Em complemento, o texto autoriza que o Executivo forneça “medicamento agonista do receptor do peptídeo - 1 semelhante ao glucagon (GLP-1 )”, que tem como um princípio ativo, dentre outros, a semaglutida, presente nas “canetas emagrecedoras”. Para usufruir dos serviços previstos, a pessoa deverá pertencer à área de abrangência de um dos centros de saúde da capital, comparecer regularmente às consultas agendadas e participar das atividades propostas.
Como benefícios da iniciativa, a autora destaca a melhora da saúde do público-alvo, o que pode refletir em maior produtividade e reduzir demandas de atendimentos no SUS, bem como gerar impactos econômicos positivos.
“Políticas públicas voltadas à promoção de hábitos saudáveis e ao controle da obesidade possuem potencial de induzir transformações em diversos setores da economia, como o de alimentos, incentivando a oferta de produtos mais saudáveis, e até mesmo em áreas como o transporte e a aviação, em razão das mudanças no perfil de saúde e consumo da população”, justifica Janaina Cardoso.
Parecer favorável com ressalvas
Em seu parecer, Dra. Michelly Siqueira destacou que o PL está alinhado à Constituição Federal e à legislação municipal, que define a saúde como um direito fundamental, que deve ser garantido por políticas destinadas a reduzir o risco de doenças e a assegurar o acesso universal e igualitário a ações voltadas à promoção do bem-estar. Além disso, a relatora indicou interesse local da proposta e esclareceu que não há invasão de competência, já que a matéria somente autoriza ações do Executivo sem impor obrigatoriedades.

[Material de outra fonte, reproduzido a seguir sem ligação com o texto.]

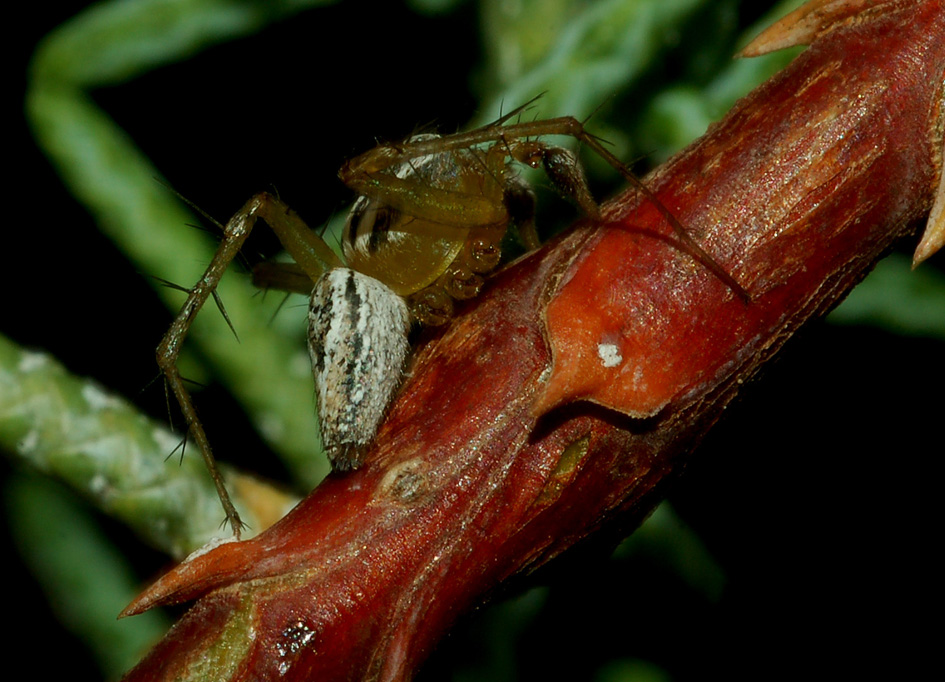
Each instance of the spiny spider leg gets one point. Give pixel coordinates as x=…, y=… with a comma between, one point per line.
x=360, y=173
x=312, y=254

A parlamentar menciona resposta da SMSA à diligência sobre o PL, em que a pasta se posicionou, de maneira geral, desfavorável ao projeto. Dentre os argumentos citados, o órgão acentua que já existem atividades assistenciais estruturadas na Rede Municipal de Saúde voltadas ao tratamento da obesidade e que os remédios citados não foram incorporados ao SUS e não integram a Relação Nacional de Medicamentos Essenciais (Rename), “inexistindo previsão de financiamento para sua oferta”, o que também poderia gerar um alto custo ao Município.
Dra. Michelly explica que não ter sido incorporado ao SUS e não estar no Rename não impede que um medicamento seja eventualmente adotado pelo Município, desde que observados os requisitos técnicos, sanitários, administrativos, financeiros e orçamentários pertinentes. Ela acrescenta que o PL somente autoriza o uso, sem determinar fornecimento obrigatório. A parlamentar pondera que, de maneira isolada, a manifestação da Secretaria Municipal de Saúde não significa a ilegalidade da proposição, mas deve ser levada em conta na análise de mérito.
“A resposta administrativa oferece importantes subsídios técnicos para a apreciação parlamentar, sobretudo no campo do mérito, mas não possui caráter vinculante quanto ao juízo de constitucionalidade, legalidade e regimentalidade atribuído a esta Comissão”, declara a relatora.
Tramitação
O PL segue para apreciação da Comissão de Saúde e Saneamento e deve passar ainda pelas Comissões de Educação, Ciência, Tecnologia, Cultura, Desporto, Lazer e Turismo; e de Orçamento e Finanças Públicas antes de poder ser votado em Plenário.